Jesus:               "Simon, I have something to say to you."
Simon:             "Tell me, teacher."

"Simon, I have something to say to you."  I can't help but wonder what Simon's interior dialogue was after that statement.  Often when someone says to me, "Sarah, I need to talk to you" my stomach flips a bit and my mind races as I think to myself, "Uh oh, what's wrong? What did I do? What is coming next?" 
Tonight I heard these words differently though.  "Simon, I have something to say to you."  As if Jesus was saying "Simon, this is important, please hear me." Or, "Simon, I love you, please let these words sink in and change you."  Or, "Simon, you're ready to learn this important lesson, so listen closely." 

As I sat in mass (and in the hours that followed) I couldn't help but wonder how many times God has said to me, "Sarah, I have something to say to you" . . . and I  have missed it. 

The times he has wanted to teach me some specific lesson (like Simon) but I was preoccupied with some other specific thing I was seeking an answer to.  The times he has wanted to simply say to me, "Sarah, I love you" but my mind was clouded with negativity and his voice drowned out by the words of shame, fear, and self-disappointment.  The times he has wanted to say to me, "Sarah, everything will be okay" but I was too busy to pray because . . . I was trying to make everything okay on my own. 

The times he has wanted to say to me something entirely new - about himself, about the way he created me, about my future, about our future (God and I) - and I've been looking back on old things.  The times he has wanted to point out to me something beautiful and I looked too long at the broken or the ugly.
"I have something to say to you."  He says this to each of us in prayer.  Yet so often we go to him, "Lord, I have something to say to you."  We go with a list of requests or desperate pleas.  We go to unload our weary restless minds, to get out what we have to say.  Of course neither of those are bad.  God wants to hear what we have to say and he can certainly handle whatever we unload.  But lets not miss the opportunity to hear what he desires to tell us. 
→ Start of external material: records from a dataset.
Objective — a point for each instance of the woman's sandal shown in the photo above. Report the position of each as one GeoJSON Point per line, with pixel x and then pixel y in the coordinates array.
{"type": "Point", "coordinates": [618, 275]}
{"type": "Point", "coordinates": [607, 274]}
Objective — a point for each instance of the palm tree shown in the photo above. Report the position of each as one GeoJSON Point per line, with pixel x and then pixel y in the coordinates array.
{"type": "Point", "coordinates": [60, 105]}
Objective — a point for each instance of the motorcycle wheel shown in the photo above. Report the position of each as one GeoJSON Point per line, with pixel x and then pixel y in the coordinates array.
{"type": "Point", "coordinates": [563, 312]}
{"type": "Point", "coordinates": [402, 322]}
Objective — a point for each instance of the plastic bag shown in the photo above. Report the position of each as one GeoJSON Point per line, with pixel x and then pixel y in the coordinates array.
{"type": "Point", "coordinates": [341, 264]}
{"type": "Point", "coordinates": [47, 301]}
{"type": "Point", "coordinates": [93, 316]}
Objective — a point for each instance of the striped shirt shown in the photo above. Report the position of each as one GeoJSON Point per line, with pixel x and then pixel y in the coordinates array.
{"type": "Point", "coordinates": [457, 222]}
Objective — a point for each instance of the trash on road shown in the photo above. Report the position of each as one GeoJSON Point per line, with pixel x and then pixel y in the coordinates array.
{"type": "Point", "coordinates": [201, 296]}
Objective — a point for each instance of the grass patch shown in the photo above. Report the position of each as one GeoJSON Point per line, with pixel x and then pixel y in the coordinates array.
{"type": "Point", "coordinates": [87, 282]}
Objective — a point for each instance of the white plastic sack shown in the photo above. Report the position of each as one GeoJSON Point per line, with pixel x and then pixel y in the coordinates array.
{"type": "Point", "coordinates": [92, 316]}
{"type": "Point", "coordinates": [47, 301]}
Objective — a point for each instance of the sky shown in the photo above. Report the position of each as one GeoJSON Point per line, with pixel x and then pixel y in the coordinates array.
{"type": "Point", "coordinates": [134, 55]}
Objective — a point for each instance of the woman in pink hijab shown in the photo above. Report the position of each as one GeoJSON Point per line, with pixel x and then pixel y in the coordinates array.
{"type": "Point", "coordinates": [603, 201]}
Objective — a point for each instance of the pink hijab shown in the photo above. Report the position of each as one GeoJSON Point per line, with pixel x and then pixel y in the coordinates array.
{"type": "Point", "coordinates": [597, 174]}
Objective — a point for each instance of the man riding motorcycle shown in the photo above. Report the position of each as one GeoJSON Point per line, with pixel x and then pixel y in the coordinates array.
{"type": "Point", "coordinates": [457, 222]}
Simon didn't miss the opportunity.  "Tell me, teacher."  Sure, Simon jumped the gun and judged the woman who washed and kissed Jesus' feet.  But I can't help but see sincerity in his response, "Tell me, teacher."  He refers to Jesus as "teacher", aware Jesus has something to teach.  Perhaps also aware he himself has something to learn. 

In those words of Simon, I catch no hint of sarcasm or eye-rolling (as I might have, if they were my exasperated response, "Tell me, teacher.  What do you have to say?!").  I hear sincerity, openness, a willingness to listen, a genuine desire to learn from the teacher. 

I think in the upcoming days of this ordinary time, I will approach my prayer in an out of the ordinary way.  I'll first take time to hear the Lord say, "Sarah, I have something to say to you."  And I'll answer, "Tell me, teacher."